Reputation: 1072
I am scraping a website which has 2 versions at the moment, and when you visit the site you never know which one you are going to get. For this reason I have had to set up two separate files to scrape it.
For the sake of simplicity I have a master file which controls the running of the two files:
attempts = 0
while attempts < 10:
try:
try:
runfile('file1.py')
except SomeException:
runfile('file2.py')
break
except:
attempts += 1
So basically this keeps trying a maximum of 10 times until the correct version of the site meets the correct scraper file.
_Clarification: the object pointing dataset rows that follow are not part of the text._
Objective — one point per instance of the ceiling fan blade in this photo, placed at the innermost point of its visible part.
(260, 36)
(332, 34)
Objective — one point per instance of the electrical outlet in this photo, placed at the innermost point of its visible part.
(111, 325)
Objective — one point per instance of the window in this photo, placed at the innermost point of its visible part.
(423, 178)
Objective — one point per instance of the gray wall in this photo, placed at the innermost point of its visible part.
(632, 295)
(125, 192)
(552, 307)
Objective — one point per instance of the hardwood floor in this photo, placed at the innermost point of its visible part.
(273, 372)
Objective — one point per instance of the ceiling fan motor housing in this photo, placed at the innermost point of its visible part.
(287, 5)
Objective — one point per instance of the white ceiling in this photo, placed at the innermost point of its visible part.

The problem with this is that the files launch a webdriver
every time, so I can end up with several empty browsers clogging up the machine. Is there any command which can just close all webdriver instances? I cannot use driver.quit()
because in the environment of this umbrella script, driver
is not a recognized variable.
I also cannot use driver.quit()
at the end of file1.py
or file2.py
because when file1.py
encounters an error, it ceases to run and so the driver.quit()
command will not be executed. I can't use a try / except
because then my master file won't understand that there was an error in file1.py
and thus won't run file2.py
.
Upvotes: 0
Views: 122
Reputation: 38922
Handle the exception in individual runners, close the driver and raise a common exception that you then handle in the caller.
In file1.py and file2.py
try:
# routine
except Exception as e:
driver.quit()
raise e
You can factor this out to the caller by initializing the driver in the caller, and passing the driver instance to functions instead of modules.
Upvotes: 1
Reputation: 308789
You can have a try..finally block in runfile
.
def runfile(filename):
driver = ...
try:
...
finally:
# close the webdriver
driver.quit()
Upvotes: 1